Former Code 1933, § 26-2501 (see now O.C.G.A. § 16-10-52) was not unconstitutionally vague and gives sufficient notice of prohibited conduct to persons of ordinary intelligence. Johnson v. State, 246 Ga. 126, 269 S.E.2d 18 (1980).

Challenge to the constitutionality of O.C.G.A. § 16-10-52(a.1) was rejected by the Supreme Court where the case, which was originally appealed to that court, was transferred to the Court of Appeals, indicating that no constitutional question was in fact properly raised or, if so raised, was not meritorious. Ashton v. State, 217 Ga. App. 337, 457 S.E.2d 226 (1995).

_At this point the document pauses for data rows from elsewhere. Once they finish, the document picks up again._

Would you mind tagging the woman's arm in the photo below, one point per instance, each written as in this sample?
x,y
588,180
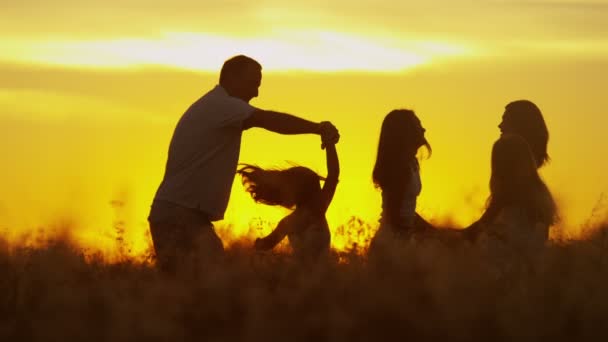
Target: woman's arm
x,y
333,172
274,237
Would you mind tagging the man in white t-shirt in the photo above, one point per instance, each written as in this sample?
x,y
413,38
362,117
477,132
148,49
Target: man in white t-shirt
x,y
202,161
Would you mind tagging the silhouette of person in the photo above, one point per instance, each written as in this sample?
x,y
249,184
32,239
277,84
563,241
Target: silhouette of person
x,y
296,188
525,119
202,160
523,204
397,174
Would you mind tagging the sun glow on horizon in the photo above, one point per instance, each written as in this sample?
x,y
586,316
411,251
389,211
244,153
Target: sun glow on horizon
x,y
323,51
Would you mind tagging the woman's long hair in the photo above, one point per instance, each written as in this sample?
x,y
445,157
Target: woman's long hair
x,y
400,139
288,188
515,180
528,122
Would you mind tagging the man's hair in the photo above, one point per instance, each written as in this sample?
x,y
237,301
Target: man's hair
x,y
236,66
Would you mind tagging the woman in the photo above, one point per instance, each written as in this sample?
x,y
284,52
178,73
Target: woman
x,y
522,118
397,175
522,206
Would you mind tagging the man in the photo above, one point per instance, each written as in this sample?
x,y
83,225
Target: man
x,y
202,161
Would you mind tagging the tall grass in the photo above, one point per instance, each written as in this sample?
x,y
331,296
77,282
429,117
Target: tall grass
x,y
431,289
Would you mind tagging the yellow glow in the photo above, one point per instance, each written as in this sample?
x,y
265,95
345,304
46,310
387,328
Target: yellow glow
x,y
89,99
297,50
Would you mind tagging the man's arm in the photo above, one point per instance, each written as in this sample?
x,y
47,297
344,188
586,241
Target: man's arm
x,y
333,172
284,123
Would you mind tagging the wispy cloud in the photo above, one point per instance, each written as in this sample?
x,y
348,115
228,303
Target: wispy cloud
x,y
299,50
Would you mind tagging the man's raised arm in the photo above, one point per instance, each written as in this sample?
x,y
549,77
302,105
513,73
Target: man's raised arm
x,y
284,123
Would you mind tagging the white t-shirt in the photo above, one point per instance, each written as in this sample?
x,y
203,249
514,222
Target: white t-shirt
x,y
204,153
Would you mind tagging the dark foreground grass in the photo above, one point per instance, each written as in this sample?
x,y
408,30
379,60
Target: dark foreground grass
x,y
431,290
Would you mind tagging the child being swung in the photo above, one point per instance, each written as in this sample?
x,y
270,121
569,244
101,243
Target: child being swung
x,y
296,188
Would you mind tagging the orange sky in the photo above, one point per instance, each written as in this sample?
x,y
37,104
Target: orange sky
x,y
91,91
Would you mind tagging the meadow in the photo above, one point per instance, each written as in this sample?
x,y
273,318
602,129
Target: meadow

Former Penal Code 1895, § 314 (see now O.C.G.A. § 16-10-52) was inapplicable to one whose confinement was for safekeeping only, and was not part of court sentence. Welch v. State, 4 Ga. App. 388, 61 S.E. 496 (1908).

O.C.G.A.

§ 16-10-52 did not apply to juvenile's escape from custody. - Juvenile who was taken into custody by the police for a probation violation, and who escaped, could not be adjudicated delinquent based on the adult crime of misdemeanor escape since the juvenile was not in custody prior to or after having been convicted of a felony, misdemeanor, or violation of a municipal ordinance. In re J.B., 222 Ga. App. 252, 474 S.E.2d 111 (1996).

O.C.G.A. § 16-10-52 does not apply to persons in custody for contempt, either civil or criminal. Flanagan v. State, 212 Ga. App. 468, 442 S.E.2d 16 (1994).

One confined by lawful authority must submit until delivered by due process by law. Grimes v. Burch, 223 Ga. 856, 159 S.E.2d 69 (1968).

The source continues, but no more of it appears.